On the S41SC, I saw that the colors are due to a heat treatment. What effect does the heat treatment have on hardness of the corrosion-resistant steel? Did they let the colors run and then quench? If so would it be safe to assume the hardness is across the board depending on location on the light? Or is something else going on here?

How would this hardness compare to the hardness of the (un-colored) S41S?

Any idea what alloy they used?

Thanks in advance!

Alright I might finally get one of these now it seems all the issues have been ironed out.

Is there still a valid code or are we waiting on Martin for that?

Edit: does anyone have more than 1 of these in different tints? Very interested to know more about what people out there like XPG v Nichia

All codes are up to date, and it can be found in OP.

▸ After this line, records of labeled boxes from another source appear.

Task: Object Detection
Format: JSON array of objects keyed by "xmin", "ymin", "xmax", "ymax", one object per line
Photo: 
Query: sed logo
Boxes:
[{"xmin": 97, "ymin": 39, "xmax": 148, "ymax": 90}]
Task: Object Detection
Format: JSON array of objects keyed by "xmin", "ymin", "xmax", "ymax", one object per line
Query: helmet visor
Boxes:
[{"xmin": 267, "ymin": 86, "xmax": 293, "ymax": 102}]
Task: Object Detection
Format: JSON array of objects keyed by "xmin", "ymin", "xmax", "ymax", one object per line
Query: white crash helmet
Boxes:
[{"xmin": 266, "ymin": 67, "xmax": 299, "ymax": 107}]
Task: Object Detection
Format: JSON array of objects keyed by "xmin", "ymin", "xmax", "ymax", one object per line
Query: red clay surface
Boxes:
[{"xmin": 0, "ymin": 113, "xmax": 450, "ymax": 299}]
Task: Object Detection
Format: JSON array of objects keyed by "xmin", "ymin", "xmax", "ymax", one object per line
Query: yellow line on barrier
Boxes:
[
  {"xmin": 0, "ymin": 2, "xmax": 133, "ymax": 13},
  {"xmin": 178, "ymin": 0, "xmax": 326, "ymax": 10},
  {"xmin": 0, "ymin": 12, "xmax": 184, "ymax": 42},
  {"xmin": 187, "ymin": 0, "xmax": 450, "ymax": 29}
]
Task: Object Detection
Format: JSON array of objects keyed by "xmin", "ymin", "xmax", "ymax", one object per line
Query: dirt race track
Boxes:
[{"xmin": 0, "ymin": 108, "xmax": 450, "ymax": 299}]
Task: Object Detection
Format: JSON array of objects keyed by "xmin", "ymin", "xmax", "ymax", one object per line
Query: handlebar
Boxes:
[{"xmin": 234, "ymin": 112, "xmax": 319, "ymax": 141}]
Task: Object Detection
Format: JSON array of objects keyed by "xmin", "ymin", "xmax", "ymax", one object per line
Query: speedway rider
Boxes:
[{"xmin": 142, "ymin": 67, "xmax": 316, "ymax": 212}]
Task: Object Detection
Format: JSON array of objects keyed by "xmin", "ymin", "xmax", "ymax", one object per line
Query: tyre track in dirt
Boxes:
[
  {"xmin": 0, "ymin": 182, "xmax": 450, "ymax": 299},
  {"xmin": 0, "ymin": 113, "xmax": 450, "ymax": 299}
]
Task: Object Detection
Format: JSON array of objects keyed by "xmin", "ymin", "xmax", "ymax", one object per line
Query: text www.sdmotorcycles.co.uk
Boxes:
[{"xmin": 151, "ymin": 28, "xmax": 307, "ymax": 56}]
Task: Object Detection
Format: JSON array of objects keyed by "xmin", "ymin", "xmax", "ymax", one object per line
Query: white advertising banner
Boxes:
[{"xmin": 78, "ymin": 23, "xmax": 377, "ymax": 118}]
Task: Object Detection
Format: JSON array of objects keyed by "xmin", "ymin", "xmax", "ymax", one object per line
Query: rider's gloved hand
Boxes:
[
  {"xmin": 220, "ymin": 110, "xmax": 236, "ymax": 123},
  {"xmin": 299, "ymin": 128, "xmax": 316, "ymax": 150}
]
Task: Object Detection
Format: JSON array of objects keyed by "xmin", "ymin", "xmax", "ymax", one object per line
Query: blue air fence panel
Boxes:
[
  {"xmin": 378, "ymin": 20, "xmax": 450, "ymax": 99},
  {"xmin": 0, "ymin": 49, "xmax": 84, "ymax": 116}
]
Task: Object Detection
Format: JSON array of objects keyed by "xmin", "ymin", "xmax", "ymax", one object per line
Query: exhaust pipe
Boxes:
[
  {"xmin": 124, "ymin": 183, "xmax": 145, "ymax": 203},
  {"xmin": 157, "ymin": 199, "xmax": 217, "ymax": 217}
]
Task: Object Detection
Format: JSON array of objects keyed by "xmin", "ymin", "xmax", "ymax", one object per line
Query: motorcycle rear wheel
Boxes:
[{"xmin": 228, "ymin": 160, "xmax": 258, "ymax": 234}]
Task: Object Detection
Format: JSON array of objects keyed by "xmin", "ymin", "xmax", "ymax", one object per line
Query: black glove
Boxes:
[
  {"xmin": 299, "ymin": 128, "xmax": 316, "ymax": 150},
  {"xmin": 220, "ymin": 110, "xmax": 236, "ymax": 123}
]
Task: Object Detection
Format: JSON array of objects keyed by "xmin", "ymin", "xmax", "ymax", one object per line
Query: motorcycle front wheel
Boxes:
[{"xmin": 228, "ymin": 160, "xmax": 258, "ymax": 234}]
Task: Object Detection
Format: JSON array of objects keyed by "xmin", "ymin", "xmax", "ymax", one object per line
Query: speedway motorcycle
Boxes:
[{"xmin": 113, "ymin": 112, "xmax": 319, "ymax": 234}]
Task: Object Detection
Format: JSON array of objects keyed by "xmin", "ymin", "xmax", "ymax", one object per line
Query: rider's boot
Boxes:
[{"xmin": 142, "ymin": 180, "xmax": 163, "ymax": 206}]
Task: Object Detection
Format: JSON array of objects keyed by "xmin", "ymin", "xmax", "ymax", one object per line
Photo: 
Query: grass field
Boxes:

Ordered the plain SS w/nichias + 18650 tube.

Assuming Samsung 30Q or similar is the best battery for this? Got 2 when I got my BLF Edition A6.

Now the wait…shows shipped the same day. Hopefully all the bugs are now worked out. My 1st multi-emitter!

I don’t think it is really heat treated… We talked about it somewhere in the first pages of this thread. It is likely some sort of ‘rainbow finish’ similar to anodizing. They call it ‘colored’. There’s a name for it that i don’t remember right away. We’ve seen this finish on a number of mechanical ecig mods and parts one or two years ago. What gives it away are the too vivid colors, especially the green that is not part of heated steel color ‘spectrum’.

Thus it should behave the same as the plain SS version except there is a coating… No idea how resilient it is.

Edit: search for “rainbow PVD”
We talked about it here: ENEDED - #152 by freeme

Likely they use PVD, Physical Vapor Deposition, check Wiki for details.

…thanks for the ‘typospotting’! :person_facepalming:
Corrected.

Can anyone confirm that the BLF A6/Astrolux S1 18650 Body Tube fits on this Astrolux S41S Stainless Steel New Version A6 Head? mattjk post #607 indicates it does. Thanks!

Just tried my Astrolux S1 & BLF A6 into the newest version S41S.
Heads, tubes and tails all fit each other, As do all the S41 parts into all the above.

A quick and cheap weight reduction is the S41 aluminum tube. Don’t like the black, strip the anno.

My A6, S41 and S41S Colored (multiple copies of each, including both old and new S41S Colored head) legos fine in any combination.

I have however seen comments that copies that don’t lego exists.

Sorry can I just ask, if I get this with the 18650 tube, will I be able to get the best from it using a protected 18650? Or will I have to use an unprotected battery? If I use a protected battery, what will the results be?

For what i understand, when in turbo mode, the leds are drawing current from the battery without restriction and that generally induce a high current and the corresponding higher output. With a protected cell there are chances the protection will trip on turbo and the light will shut down until the battery protection resets itself. For best performance you’d want an unprotected high drain cell - 30Q for instance. But that only affects turbo mode.

How many lumens would the mode lower from the Turbo be?

A protected battery will almost assuredly trip the protection circuit everytime you turn it on.

I was afraid of that, fair enough, thank you.

My $25.70 S41S came in today and like the others it is the latest model with updated head and no glue.

It is a great little light, very nice looking and heavy. Only real complaint would be the overly aggressive grip. I am thinking about using some sandpaper to take the edge off, anyone tried that?

Makes a bit over 3000 lumens with a 30Q 18650 and the XP-G3. I plan to swap it out for 219C 90+ CRI LED’s.

VERY happy for the price, glad I grabbed it while I could.